Position: Backend Engineer, Software Engineer, Project Manager
Type: Team project (in progress)
Duration: September 2025 - Present
Stack: Python, C++, MuJoCo, TQC, SAC, OpenCV, YOLOv11, NumPy, PyTorch, GCP

GitHub Repository

Summary

Algorithm integration Implemented TQC (distributional critics with quantile truncation) and revived SAC (Soft Actor-Critic) from existing baseline codebase.

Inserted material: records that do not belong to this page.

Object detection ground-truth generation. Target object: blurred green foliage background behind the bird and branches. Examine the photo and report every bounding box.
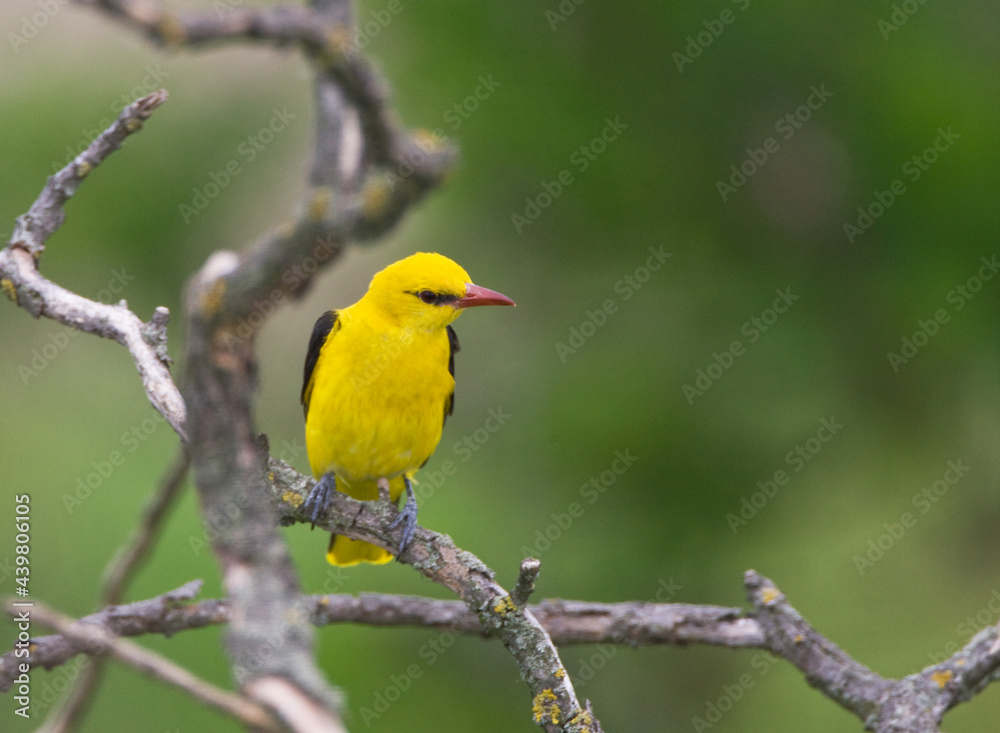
[0,0,1000,733]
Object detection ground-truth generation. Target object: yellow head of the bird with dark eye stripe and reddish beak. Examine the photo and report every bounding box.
[364,252,514,331]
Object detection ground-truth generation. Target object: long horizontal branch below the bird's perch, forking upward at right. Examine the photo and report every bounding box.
[11,564,1000,733]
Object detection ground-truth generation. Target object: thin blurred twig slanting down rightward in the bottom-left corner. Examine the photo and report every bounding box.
[8,602,277,730]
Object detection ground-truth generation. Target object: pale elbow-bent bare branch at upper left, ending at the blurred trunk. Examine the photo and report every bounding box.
[0,90,186,440]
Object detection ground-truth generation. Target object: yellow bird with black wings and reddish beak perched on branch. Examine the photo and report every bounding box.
[302,252,514,565]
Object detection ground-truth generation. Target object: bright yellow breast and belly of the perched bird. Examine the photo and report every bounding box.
[306,307,455,488]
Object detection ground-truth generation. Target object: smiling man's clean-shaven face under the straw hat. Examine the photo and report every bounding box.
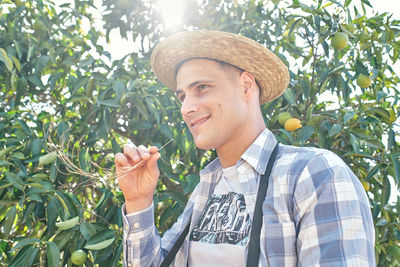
[176,59,247,151]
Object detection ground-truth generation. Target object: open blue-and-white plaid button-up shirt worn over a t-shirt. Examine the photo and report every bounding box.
[123,129,375,267]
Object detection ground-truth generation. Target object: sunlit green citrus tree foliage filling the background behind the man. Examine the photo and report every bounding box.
[0,0,400,266]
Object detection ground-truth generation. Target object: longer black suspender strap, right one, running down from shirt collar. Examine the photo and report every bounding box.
[246,143,279,267]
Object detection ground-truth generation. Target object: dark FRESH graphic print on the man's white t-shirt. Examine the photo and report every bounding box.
[190,192,251,246]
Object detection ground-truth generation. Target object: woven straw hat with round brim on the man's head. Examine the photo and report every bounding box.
[151,30,289,104]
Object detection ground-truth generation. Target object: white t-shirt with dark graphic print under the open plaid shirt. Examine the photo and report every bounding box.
[189,166,251,267]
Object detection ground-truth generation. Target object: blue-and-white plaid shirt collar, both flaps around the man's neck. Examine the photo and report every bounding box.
[200,128,277,176]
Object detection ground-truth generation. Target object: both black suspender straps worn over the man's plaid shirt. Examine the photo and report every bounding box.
[160,143,279,267]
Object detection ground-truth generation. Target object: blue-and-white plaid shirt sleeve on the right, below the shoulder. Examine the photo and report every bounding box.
[294,152,375,267]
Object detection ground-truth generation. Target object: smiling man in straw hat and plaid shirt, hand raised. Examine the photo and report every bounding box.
[115,31,375,266]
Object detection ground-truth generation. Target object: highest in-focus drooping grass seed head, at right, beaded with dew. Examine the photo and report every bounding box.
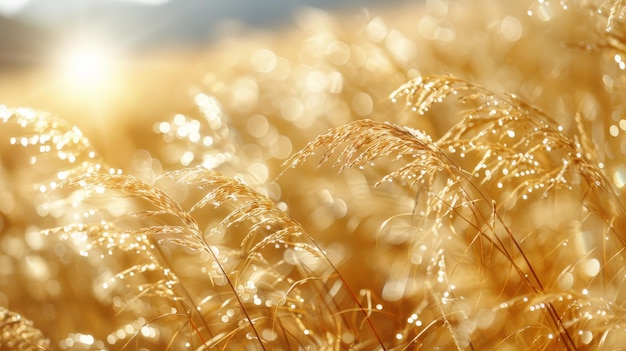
[391,76,617,215]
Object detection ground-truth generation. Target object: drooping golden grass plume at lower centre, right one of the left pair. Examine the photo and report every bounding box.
[167,168,388,347]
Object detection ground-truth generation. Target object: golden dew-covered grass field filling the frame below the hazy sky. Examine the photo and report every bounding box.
[0,1,626,350]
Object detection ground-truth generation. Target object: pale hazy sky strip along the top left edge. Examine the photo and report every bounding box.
[0,0,405,48]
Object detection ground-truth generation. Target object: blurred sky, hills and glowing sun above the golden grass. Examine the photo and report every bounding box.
[0,0,415,167]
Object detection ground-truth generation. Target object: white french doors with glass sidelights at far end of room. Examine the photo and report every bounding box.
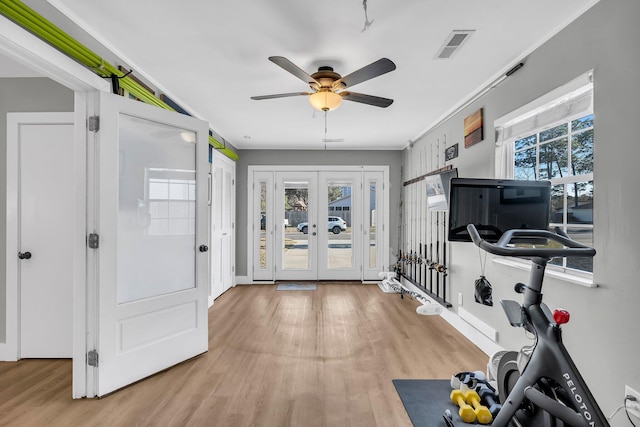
[249,167,388,280]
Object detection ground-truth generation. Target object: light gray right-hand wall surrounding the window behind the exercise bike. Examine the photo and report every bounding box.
[403,0,640,425]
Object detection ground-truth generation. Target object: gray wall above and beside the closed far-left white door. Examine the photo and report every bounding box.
[0,78,73,343]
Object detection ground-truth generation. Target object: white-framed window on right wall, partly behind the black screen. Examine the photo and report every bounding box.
[496,74,594,275]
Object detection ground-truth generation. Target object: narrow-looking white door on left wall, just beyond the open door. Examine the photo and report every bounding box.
[211,152,235,299]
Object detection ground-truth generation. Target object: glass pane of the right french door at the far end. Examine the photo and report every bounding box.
[328,181,353,269]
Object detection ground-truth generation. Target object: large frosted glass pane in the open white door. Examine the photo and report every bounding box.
[117,114,196,304]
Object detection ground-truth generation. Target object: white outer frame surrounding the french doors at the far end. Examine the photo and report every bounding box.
[245,165,390,284]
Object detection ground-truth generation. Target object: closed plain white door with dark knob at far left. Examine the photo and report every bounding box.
[7,113,78,358]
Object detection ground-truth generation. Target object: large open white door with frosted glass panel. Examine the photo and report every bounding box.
[88,93,209,396]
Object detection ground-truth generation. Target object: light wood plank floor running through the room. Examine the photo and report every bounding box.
[0,284,487,427]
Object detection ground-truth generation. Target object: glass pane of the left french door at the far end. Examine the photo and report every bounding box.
[282,181,308,269]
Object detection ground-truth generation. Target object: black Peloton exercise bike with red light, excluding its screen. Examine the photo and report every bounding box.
[467,224,609,427]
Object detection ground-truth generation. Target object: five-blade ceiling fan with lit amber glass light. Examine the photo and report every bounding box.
[251,56,396,111]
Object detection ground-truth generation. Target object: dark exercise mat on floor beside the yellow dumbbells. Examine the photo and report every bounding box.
[393,380,482,427]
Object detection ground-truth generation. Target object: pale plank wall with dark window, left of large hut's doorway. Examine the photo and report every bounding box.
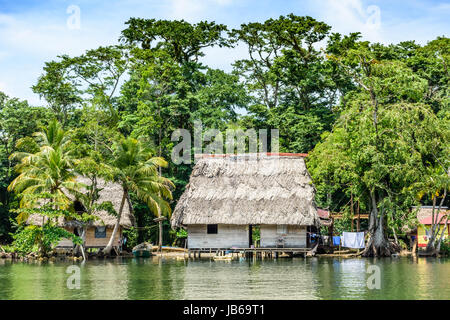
[187,224,248,249]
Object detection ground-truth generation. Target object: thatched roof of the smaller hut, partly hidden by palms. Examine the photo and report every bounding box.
[27,176,135,228]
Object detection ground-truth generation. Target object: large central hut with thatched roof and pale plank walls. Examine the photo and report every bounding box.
[171,154,319,249]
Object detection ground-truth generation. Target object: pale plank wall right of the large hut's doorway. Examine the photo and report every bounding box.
[260,225,306,248]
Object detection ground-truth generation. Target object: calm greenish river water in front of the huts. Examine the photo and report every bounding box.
[0,257,450,300]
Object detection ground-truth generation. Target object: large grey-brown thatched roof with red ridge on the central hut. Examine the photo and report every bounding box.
[171,153,319,228]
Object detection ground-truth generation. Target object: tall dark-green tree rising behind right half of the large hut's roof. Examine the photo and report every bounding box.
[230,14,338,152]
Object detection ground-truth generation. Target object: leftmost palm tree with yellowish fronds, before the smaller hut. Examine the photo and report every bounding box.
[8,121,80,222]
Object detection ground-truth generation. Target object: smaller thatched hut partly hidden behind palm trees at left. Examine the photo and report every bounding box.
[27,176,134,248]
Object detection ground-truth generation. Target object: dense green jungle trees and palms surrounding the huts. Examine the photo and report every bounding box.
[0,14,450,255]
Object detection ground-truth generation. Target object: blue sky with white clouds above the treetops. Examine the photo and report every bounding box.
[0,0,450,105]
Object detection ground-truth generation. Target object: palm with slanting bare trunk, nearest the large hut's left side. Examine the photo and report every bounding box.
[104,138,175,255]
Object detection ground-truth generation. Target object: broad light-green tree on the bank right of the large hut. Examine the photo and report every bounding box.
[309,38,449,255]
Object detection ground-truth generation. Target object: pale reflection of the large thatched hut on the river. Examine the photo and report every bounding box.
[184,259,318,299]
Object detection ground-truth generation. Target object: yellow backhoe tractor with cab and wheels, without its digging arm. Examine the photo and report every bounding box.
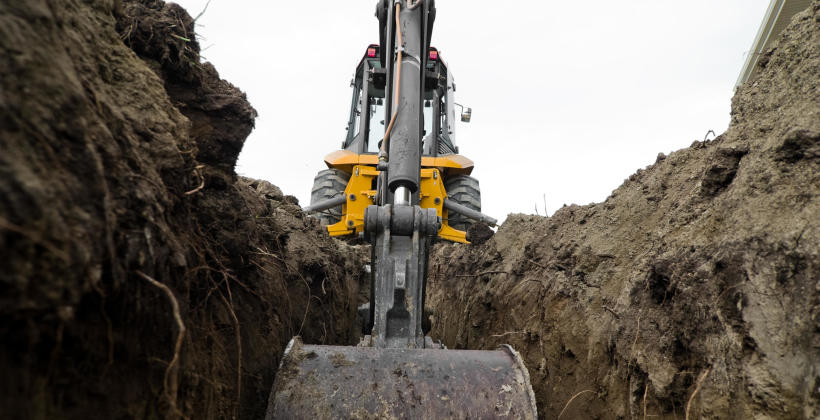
[305,4,496,243]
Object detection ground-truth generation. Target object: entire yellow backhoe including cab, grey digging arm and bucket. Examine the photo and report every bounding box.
[266,0,538,420]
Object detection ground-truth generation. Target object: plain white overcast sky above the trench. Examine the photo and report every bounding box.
[171,0,769,220]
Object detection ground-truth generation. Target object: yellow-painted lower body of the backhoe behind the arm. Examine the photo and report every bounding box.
[325,150,473,243]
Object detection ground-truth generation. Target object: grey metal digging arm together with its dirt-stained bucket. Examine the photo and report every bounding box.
[267,0,537,419]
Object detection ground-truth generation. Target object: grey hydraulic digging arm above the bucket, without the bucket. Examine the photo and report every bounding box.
[365,0,441,348]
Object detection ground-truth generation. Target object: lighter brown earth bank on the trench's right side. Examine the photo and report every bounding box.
[428,1,820,419]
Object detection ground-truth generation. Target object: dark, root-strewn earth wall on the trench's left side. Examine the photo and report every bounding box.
[0,0,362,419]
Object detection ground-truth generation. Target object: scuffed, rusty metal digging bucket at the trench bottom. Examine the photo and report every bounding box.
[266,339,537,420]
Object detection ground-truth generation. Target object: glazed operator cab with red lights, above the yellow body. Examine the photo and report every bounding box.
[342,44,464,156]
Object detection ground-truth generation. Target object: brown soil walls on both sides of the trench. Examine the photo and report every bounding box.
[0,0,820,419]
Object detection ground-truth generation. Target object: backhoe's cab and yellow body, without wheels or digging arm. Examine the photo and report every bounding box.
[325,44,474,243]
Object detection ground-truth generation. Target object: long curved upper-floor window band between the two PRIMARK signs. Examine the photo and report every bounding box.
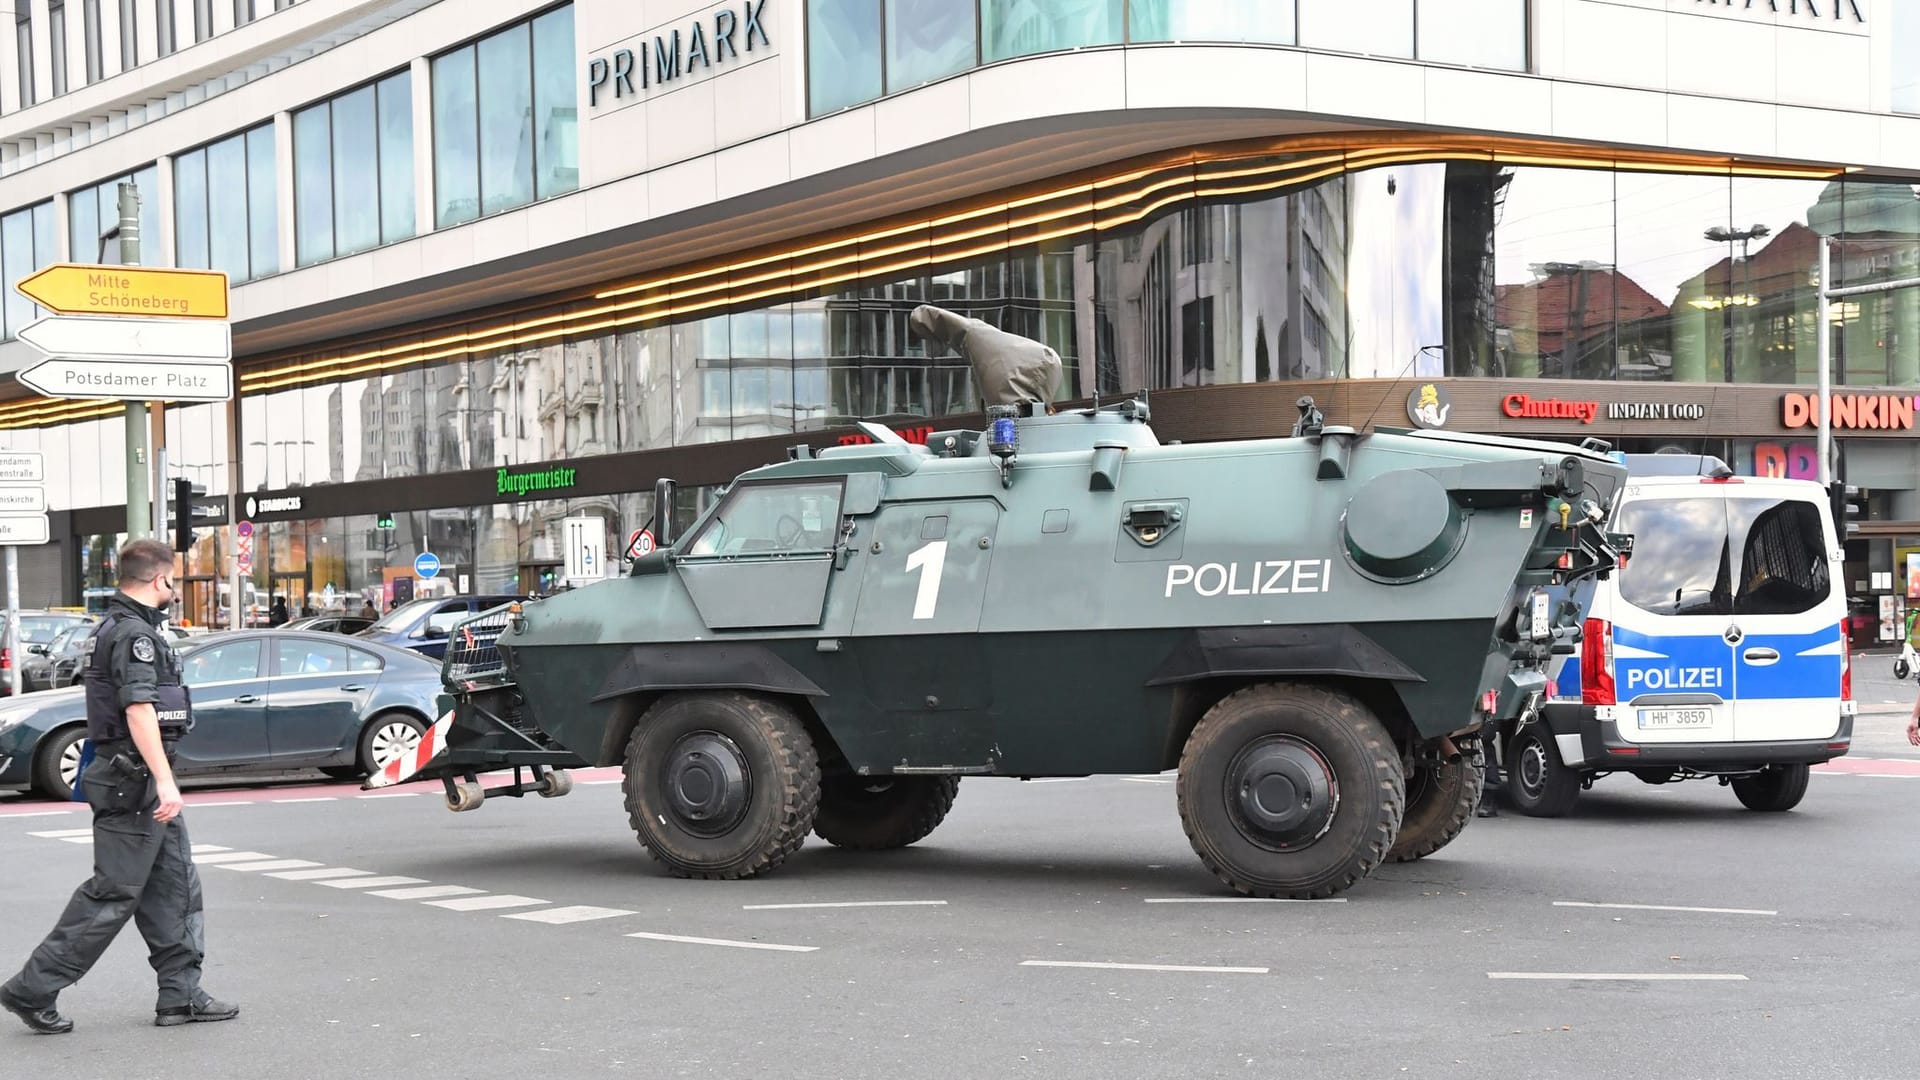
[806,0,1528,115]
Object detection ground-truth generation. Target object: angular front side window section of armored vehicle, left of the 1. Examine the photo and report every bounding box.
[674,477,845,630]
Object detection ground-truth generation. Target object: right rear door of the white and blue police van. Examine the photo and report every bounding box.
[1726,482,1847,742]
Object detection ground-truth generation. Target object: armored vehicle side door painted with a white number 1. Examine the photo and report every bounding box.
[849,500,1000,773]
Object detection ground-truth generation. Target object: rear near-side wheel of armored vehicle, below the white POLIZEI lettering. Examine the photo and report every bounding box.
[1175,682,1407,899]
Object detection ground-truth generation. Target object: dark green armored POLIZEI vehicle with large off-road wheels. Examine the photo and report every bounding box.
[382,309,1624,897]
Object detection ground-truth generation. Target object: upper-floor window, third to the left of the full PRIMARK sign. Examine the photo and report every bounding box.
[174,123,280,284]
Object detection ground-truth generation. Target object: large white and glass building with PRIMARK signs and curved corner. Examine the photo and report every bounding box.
[0,0,1920,621]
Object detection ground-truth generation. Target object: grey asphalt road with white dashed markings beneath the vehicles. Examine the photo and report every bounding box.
[0,699,1920,1080]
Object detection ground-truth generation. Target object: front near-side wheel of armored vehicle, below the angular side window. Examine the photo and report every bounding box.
[622,692,820,878]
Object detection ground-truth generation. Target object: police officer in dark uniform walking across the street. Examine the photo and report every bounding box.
[0,540,240,1034]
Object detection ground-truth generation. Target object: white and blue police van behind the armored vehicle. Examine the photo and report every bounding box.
[1500,454,1855,817]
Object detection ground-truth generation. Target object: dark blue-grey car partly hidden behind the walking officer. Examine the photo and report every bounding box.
[0,630,447,799]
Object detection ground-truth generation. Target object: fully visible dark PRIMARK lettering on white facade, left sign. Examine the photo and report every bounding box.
[588,0,774,108]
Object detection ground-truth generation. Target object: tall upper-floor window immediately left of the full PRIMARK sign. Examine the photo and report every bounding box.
[432,4,580,229]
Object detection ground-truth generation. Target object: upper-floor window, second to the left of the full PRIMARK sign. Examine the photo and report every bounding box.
[294,71,413,265]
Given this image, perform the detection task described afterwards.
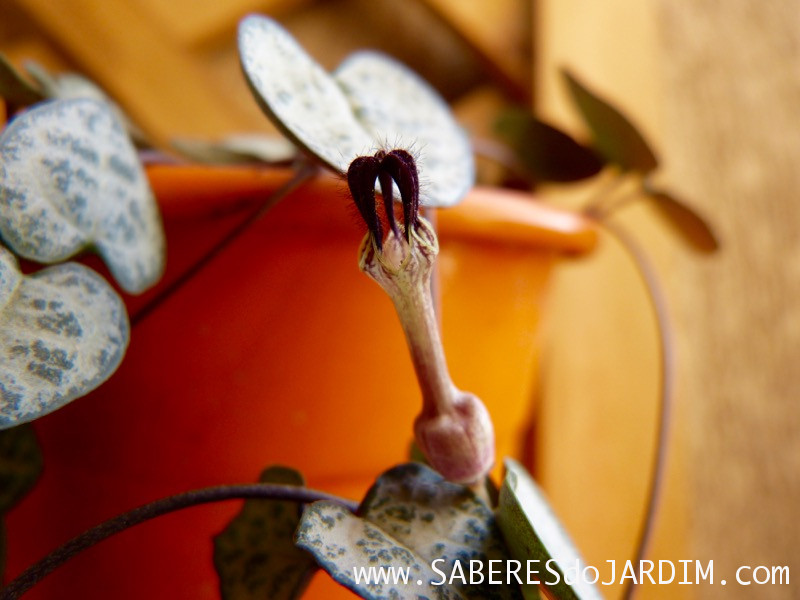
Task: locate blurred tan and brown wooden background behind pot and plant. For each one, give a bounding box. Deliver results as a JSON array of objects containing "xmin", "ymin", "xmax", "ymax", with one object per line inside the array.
[{"xmin": 0, "ymin": 0, "xmax": 800, "ymax": 598}]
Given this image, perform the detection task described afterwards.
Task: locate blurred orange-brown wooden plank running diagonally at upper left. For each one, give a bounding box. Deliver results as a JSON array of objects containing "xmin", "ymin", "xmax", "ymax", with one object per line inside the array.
[{"xmin": 11, "ymin": 0, "xmax": 262, "ymax": 139}]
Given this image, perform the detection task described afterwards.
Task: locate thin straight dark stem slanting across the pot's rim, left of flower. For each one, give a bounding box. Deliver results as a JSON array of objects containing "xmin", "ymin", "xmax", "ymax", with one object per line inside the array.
[{"xmin": 131, "ymin": 162, "xmax": 319, "ymax": 327}]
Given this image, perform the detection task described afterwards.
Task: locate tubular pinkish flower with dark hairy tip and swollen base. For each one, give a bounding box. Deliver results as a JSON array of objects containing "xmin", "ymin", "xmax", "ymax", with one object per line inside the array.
[{"xmin": 347, "ymin": 150, "xmax": 494, "ymax": 483}]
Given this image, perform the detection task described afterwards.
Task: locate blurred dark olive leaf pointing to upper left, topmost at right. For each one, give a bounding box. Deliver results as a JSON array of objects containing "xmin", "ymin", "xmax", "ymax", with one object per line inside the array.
[{"xmin": 562, "ymin": 70, "xmax": 658, "ymax": 173}]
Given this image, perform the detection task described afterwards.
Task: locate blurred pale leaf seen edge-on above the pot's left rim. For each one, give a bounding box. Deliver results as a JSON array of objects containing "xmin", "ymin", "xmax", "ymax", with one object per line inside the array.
[{"xmin": 172, "ymin": 134, "xmax": 297, "ymax": 165}]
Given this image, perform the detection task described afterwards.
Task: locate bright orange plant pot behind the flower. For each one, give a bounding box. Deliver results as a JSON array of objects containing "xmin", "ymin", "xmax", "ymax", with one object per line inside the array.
[{"xmin": 8, "ymin": 166, "xmax": 595, "ymax": 600}]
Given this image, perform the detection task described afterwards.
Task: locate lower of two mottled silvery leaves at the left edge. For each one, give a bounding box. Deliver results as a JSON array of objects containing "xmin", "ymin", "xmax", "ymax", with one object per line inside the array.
[{"xmin": 0, "ymin": 248, "xmax": 129, "ymax": 428}]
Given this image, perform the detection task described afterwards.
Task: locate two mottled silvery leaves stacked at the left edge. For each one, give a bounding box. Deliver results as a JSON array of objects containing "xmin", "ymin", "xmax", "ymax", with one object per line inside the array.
[{"xmin": 0, "ymin": 98, "xmax": 165, "ymax": 428}]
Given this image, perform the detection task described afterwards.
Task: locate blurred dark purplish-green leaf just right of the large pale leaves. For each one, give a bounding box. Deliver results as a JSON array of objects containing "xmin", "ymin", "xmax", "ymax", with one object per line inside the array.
[{"xmin": 495, "ymin": 109, "xmax": 604, "ymax": 182}]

Data pipeline Calibration + undistortion + ball-state extraction (OpenCV) from real gameplay footage.

Objective

This project explores reinforcement learning for continuous control within a foosball simulation built in MuJoCo (Advanced Physics Simulation). We trained agents using Truncated Quantile Critics (TQC) and benchmarked against Soft Actor-Critic (SAC) from an external codebase to study policy robustness. We want to build a MuJoCo foosball simulation grounded in real video, then train TQC agents that outperform a SAC baseline in interception rate and control stability.

Why TQC?

Both SAC and TQC are continuous-control reinforcement learning algorithms. However, TQC replaces scalar Q-value estimates with quantile distributions and discards the highest quantiles when computing targets, statistically filtering out overestimated samples to produce smoother and more conservative value predictions. This is important because in foosball, the ball's movements are stochastic and the environment is noisy.

Data Pipeline Details

Calibration: Collected checkerboard frames; estimated camera intrinsics/extrinsics (K, rvec/tvec) with OpenCV.
Undistortion: Applied lens undistortion to gameplay video using estimated parameters.
Ball state extraction: Computed per‑frame ball position and velocity from recordings.

Implementation Progress

Baseline environment (external environment): Compiled and ran the public RoboFoosball codebase to get MuJoCo environment.
SAC baseline (external environment): Train from the baseline codebase environment to establish control metrics on GCP.
TQC training (external environment): Implemented TQC and trained on the baseline codebase environment on GCP.
Data collection (for our own environment): Overhead videos on a physical table with varied play styles; initial calibration and ball position/velocity extraction pipeline for foosball data.

Preliminary Results

SAC baseline: Successfully trained on external codebase environment.
TQC on baseline: Successfully trained on external codebase environment.
Calibration: RMS reprojection error 4.56 px; mean error 0.59 px, which is adequate for plane mapping.

Camera intrinsics matrix:

K = [2665.6,    0.0, 1577.0
     0.0, 2693.4, 2260.7
     0.0,    0.0,    1.0]

Next Steps

Build & validate our own MuJoCo environment: encode table geometry, friction/restitution; implement multi-rod control; add reset invariants.
Finalize data: re-collect higher-contrast footage; lock calibration/homography; utilize extracted ball position/velocity data for training.
Train in our own environment: run matched TQC and SAC in our own environment with extracted ball position/velocity data; report quantitative metrics.